Probably dating myself, but mine is: Rachel Welch.
View attachment 847


----------



## razorclose (Jun 9, 2011)

well before I found out she smoked like a chimney, it was Kate Beckinsale.

Currently, it is Amy Adams


----------



## poontab (Jun 7, 2011)




----------



## SyNiK4L (Jun 7, 2011)

emmanuelle chriqui from entourage


----------



## JSM9872 (Jun 27, 2011)

Mine is Kristen Bell.
View attachment 540


----------



## Jordan8 (Jun 10, 2011)

Ricky Babalu said:


> Probably dating myself, but mine is: Rachel Welch.
> View attachment 847


Megan Fox


----------



## irishmyles003 (Jul 9, 2011)

Mila Kunis!


----------



## NUNsLAUGHTER92 (Jun 18, 2011)

SyNiK4L said:


> emmanuelle chriqui from entourage


And she's in you don't mess with the zohan, she's so beautiful.

"The road to hell is paved with good intentions"


----------



## Nrfitchett4 (Jul 18, 2011)

brooklyn decker


----------



## Guest (Jul 30, 2011)

Mine is Rachel Weisz by a long shot.


----------



## iNfAMOUS702 (Jun 21, 2011)

If she ain't tattooed...I ain't interested  brittanya O'Campo I f*@#in love you!! Haha


----------



## Guest (Aug 22, 2011)

Ill have to say Jennifer Aniston.

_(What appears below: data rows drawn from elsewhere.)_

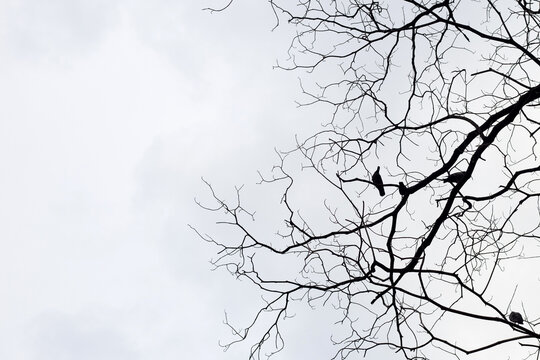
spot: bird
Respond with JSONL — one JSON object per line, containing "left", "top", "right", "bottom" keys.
{"left": 442, "top": 171, "right": 468, "bottom": 183}
{"left": 372, "top": 166, "right": 385, "bottom": 196}
{"left": 398, "top": 182, "right": 407, "bottom": 195}
{"left": 509, "top": 311, "right": 524, "bottom": 324}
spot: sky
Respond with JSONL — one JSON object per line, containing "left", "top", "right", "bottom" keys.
{"left": 1, "top": 1, "right": 538, "bottom": 360}
{"left": 0, "top": 0, "right": 325, "bottom": 358}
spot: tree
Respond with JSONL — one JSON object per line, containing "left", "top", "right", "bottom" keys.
{"left": 195, "top": 1, "right": 540, "bottom": 359}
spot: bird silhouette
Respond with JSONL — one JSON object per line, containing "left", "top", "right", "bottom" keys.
{"left": 372, "top": 166, "right": 385, "bottom": 196}
{"left": 398, "top": 182, "right": 407, "bottom": 195}
{"left": 509, "top": 311, "right": 524, "bottom": 324}
{"left": 442, "top": 171, "right": 467, "bottom": 183}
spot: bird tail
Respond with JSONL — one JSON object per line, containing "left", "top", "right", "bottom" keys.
{"left": 379, "top": 187, "right": 385, "bottom": 196}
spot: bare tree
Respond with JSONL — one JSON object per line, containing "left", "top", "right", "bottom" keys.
{"left": 195, "top": 1, "right": 540, "bottom": 359}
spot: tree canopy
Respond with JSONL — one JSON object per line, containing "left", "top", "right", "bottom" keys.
{"left": 196, "top": 1, "right": 540, "bottom": 359}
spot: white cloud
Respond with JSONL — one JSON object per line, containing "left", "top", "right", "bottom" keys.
{"left": 28, "top": 311, "right": 138, "bottom": 360}
{"left": 0, "top": 0, "right": 119, "bottom": 64}
{"left": 0, "top": 0, "right": 317, "bottom": 359}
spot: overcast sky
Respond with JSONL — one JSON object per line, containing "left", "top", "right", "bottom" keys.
{"left": 3, "top": 1, "right": 537, "bottom": 359}
{"left": 0, "top": 0, "right": 327, "bottom": 358}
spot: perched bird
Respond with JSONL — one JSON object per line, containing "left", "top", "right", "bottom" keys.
{"left": 509, "top": 311, "right": 524, "bottom": 324}
{"left": 398, "top": 182, "right": 407, "bottom": 196}
{"left": 372, "top": 166, "right": 385, "bottom": 196}
{"left": 442, "top": 171, "right": 468, "bottom": 184}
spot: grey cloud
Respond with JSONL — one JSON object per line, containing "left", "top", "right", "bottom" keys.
{"left": 28, "top": 311, "right": 138, "bottom": 360}
{"left": 1, "top": 0, "right": 119, "bottom": 61}
{"left": 0, "top": 0, "right": 342, "bottom": 359}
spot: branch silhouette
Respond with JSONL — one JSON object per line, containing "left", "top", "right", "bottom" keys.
{"left": 196, "top": 1, "right": 540, "bottom": 359}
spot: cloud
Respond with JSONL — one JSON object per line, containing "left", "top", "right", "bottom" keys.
{"left": 0, "top": 0, "right": 119, "bottom": 62}
{"left": 28, "top": 311, "right": 139, "bottom": 360}
{"left": 0, "top": 1, "right": 330, "bottom": 359}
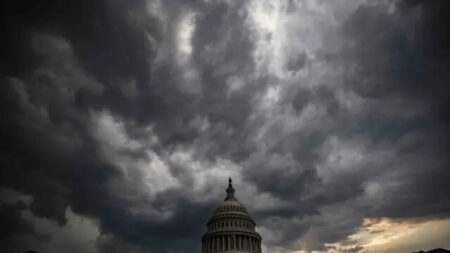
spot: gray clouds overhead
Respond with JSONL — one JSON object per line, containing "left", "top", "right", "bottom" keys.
{"left": 1, "top": 0, "right": 450, "bottom": 252}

I mean.. yeah.. no further comment.


----------



## slimpirudude (Aug 7, 2011)

Megan fox. And Kim kardashian.  amongst others!


----------



## droidvirzi (Jun 16, 2011)

"slimpirudude said:


> Megan fox. And Kim kardashian.  amongst others!


I just learned last week kim kardashian had a sex tape xD


----------



## slimpirudude (Aug 7, 2011)

The kim k and ray j tape...ha yeah I seen it once....or twice...ok a few haha


----------



## itsTreyG (Aug 10, 2011)

Christina Milian










Sent from my Root Stick using Black RootzWiki Forums


----------



## excaliber88 (Aug 26, 2011)

Jewel but feeling Amy Adams as well.
View attachment 2144


----------



## Phateless (Sep 8, 2011)

Zooey Deschanel or Natalie Portman.


----------



## Ricky Babalu (Jul 23, 2011)

*Current Crush: Sofia Vergara*


----------